Com a mudança da atmosfera intelectual que se seguiu à ascensão do pensamento socialista, contudo, o endividamento estatal não só passou a ser tido como conveniente, como também ganhou justificação ética na obra de Keynes e sua escola. Para os keynesianos, a dívida estatal (e também a inflação) é um importante instrumento "anticíclico" na promoção do "pleno emprego" pela qual o Estado benevolente substitui os particulares egoístas na tarefa de manter o "investimento agregado" no ponto em que a "demanda efetiva" gera a absorção de toda a força de trabalho disponível. Esses sofismas, como não poderia deixar de ser, acabaram libertando os políticos de todos os escrúpulos e o resultado foi a explosão e a eternização do endividamento estatal em proporções ciclópicas em todo o planeta. O governo dos Estados Unidos, com seu passivo de seis trilhões de dólares, é hoje o maior devedor do mundo. A economia mundial pode a qualquer momento ser soterrada por essa montanha de dívidas.

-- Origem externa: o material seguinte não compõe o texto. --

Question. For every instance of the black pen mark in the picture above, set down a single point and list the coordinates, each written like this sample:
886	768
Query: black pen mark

No Brasil a situação não é diferente. A limitação do financiamento inflacionário do Estado desde 1994, sem que sequer se cogitasse da redução dos gastos estatais, causou a escalada da carga tributária e da "dívida soberana". Na imprensa e nas universidades, embora se fale no assunto, abusa-se do jargão em análises sobre o "alongamento do perfil" e a "proporção dívida/PIB". Mas a questão em si mesma do direito do Estado de se endividar nunca é discutida. Uma exceção aparente deu-se na campanha da CNBB contra o pagamento da dívida externa. Acontece que os bispos e padres dessa entidade não falam em nome de Cristo e do Papa, e sim de Karl Marx e de Fidel Castro. A crítica desse pseudocatolicismo, portanto, não impugna o endividamento estatal como inerentemente imoral por implicar em confisco de propriedade privada e violação da liberdade individual. Até porque os clérigos socialistas não reconhecem categorias como propriedade privada e liberdade individual, nem mesmo a existência de indivíduos autônomos e de uma Moral absoluta. Eles pensam em termos de classes: classe capitalista exploradora e classe trabalhadora explorada. E no Estado como ente divinizado e onipotente, instrumento da vontade geral e da justiça social. O problema, então, não é o poder estatal de contrair dívidas avalizadas pelo patrimônio alheio, já que para a CNBB toda propriedade é coletiva (logo estatal), e sim o fato de que a "dívida pública" atual teria sido contraída em benefício da classe exploradora capitalista à custa da classe explorada. Trata -se, pois, de uma falsa crítica sob o enfoque de uma falsa moral.
É necessária uma crítica genuína e radical do privilégio iníquo do Estado de se endividar à custa de quem trabalha, assim como de muitos outros privilégios e da própria instituição estatal em si mesma. A alternativa é a progressiva estatização de toda a cultura e o sufocamento da própria civilização. Isto já aconteceu antes.